The council hopes the new charges will generate up to £1.5 million in additional annual council tax revenue, of which it would keep around £123,000, while encouraging the return of empty homes to use and the use of second homes as main residences.
However implementing the new charges will require additional council resources and their impact on wealthy owners of multiple properties is unclear.
Twenty of the Exeter second homes that are likely to be affected are worth more than £820,000 and one more than £1.6 million, while the council tax charges for most second or holiday homes in the city range between £115 and £153 per month.
Twelve months’ notice of the new charges is required, so if they are adopted by the council this month and the levelling-up bill receives royal assent by the end of March they will come into force in April next year.
Teignbridge District Council passed a similar policy last month from which it hopes to raise around £225,000 and East Devon and Mid Devon district councils are expected to follow suit in three weeks’ time, each hoping to raise around £400,000 additional revenue.
Cornwall Council, a unitary authority which keeps 81% of the council tax it charges, expects to raise an additional £25 million each year from the county’s 13,292 registered second homes.
The new legislation is partly intended to close a loophole which allowed owners of empty homes to furnish them as if they are second or holiday homes to avoid paying increased council tax charges.

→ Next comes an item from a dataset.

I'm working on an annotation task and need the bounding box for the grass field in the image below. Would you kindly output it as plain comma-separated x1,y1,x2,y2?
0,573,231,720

Homes that are used as short-term holiday lets (including Airbnb rentals) are often not liable for council tax as they must instead be registered for business rates if they are available for more than 140 days each year.

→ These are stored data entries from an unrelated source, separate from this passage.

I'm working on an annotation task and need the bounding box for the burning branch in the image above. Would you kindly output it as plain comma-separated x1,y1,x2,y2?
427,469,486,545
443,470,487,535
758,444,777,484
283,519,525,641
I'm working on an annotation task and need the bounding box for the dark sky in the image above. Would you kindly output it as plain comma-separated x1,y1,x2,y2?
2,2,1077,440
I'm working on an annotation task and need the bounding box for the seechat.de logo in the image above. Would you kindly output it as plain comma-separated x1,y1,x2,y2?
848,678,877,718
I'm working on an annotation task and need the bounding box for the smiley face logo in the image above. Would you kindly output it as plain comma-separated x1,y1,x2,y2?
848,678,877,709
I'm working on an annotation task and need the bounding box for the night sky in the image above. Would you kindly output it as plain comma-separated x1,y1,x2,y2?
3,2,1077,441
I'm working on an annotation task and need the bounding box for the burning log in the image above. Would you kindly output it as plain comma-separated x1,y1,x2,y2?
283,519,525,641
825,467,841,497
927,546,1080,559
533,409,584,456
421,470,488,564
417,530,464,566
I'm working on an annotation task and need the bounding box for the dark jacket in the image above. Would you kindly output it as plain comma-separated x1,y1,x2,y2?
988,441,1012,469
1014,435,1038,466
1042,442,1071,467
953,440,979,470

However doing so means they are likely to be eligible for small business rates relief and other financial benefits which frequently mean neither council tax nor business rates are paid on properties used this way.
The rapid rise in UK second and holiday home ownership has been accompanied by falling owner-occupancy rates.
British households owned 873,000 second homes in 2018-19 – many owning more than one – of which 495,000 were in the UK, a figure that nearly doubled over the preceding decade.
These assets represent around £1 trillion in property wealth. The number of UK adults in families with wealth from properties in addition to their own home has risen by more than half this century to around one in ten of the population.
However by 2019 64% of the UK’s 23.2 million households were owner-occupiers, a fall from 71% in 2003.
2021 census data shows Exeter owner-occupancy rates of just 58.3% with much higher levels of private rented household tenure than across the rest of the country.